Martin Torres and Joe DiThomas are going through a similar transformation at The Graham & Co., a 20-room hotel in Phoenicia. It officially reopened Memorial Day weekend, and bookings are limited to a few rooms at a time, said Torres. About 40 percent of the rooms are out of commission.
Even though he could probably sell out on a busy summer weekend, Torres is playing it safe with enhanced cleaning procedures. “We’re going into the rooms and spraying everything down,” Torres said. And by we, he means himself to start, so he can keep employees safe. “I don’t want them to do anything I wouldn’t do, so I’m going to go in and spray them down.”
Torres ordered two ultraviolet lights that will run in the rooms for 30 minutes to aid in the disinfecting process.
Initially, the Graham limited stays to at least five to seven days, but now is allowing for three-day weekends. “We’re putting buffers and the beginning and end of the stay,” he said, allowing for time to do deep cleaning.
Torres said he is part of a Facebook group of lodging operators who are trying to put egos aside and share ideas about what is working.
The Woodstock Inn on the Millstream reopened May 26 with limited occupancy. All rooms will be deeply cleaned and disinfected between stays, according to a message from innkeeper Karen Pignatero on the property’s website. The lobby is closed and check-in is done online. Guests will be provided with a list of restaurants in town offering takeout.
Woodstock Way, a series of cabins nestled among Tinker Street, Neher Street and Sgt. Richard Quinn Drive, opened the week of May 11. Several rooms are booked for the coming weekend, according to the booking section of the website.
The hotel touts a flexible reservation policy with no-charge cancellation up to 72 hours before the check-in date. Guests will use a mobile check-in a lockbox system to avoid contact, and housekeeping will only be done on request.
The 22-room Hotel Dylan, a boutique establishment in Glenford on the outskirts of Woodstock, reopened May 8 with limited bookings for Friday and Saturday nights.
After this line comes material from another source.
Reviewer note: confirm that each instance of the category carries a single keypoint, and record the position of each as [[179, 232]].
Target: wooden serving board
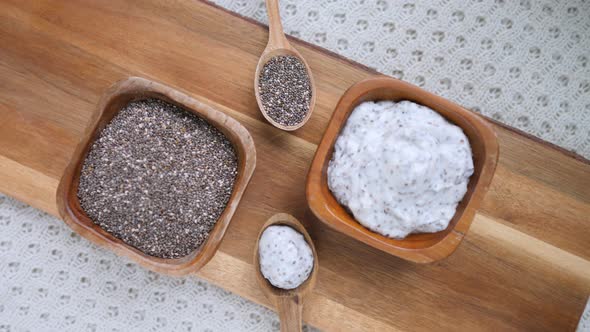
[[524, 265]]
Rooms are taken out of service for 48 to72 hours between guests for deep cleaning.
Selina, an international hotel and resort operator, which recently purchased the former Woodstock Lodge, is applying for temporary approval to operate three cabins accommodating 18 adults. Selina’s attorney, Steven Barshov, said guests will have to complete a questionnaire and will not be allowed on the property if they exhibit symptoms or admit to having been in contact with someone who has Covid 19. The town board is considering a memorandum of agreement allowing them to operate on a limited basis.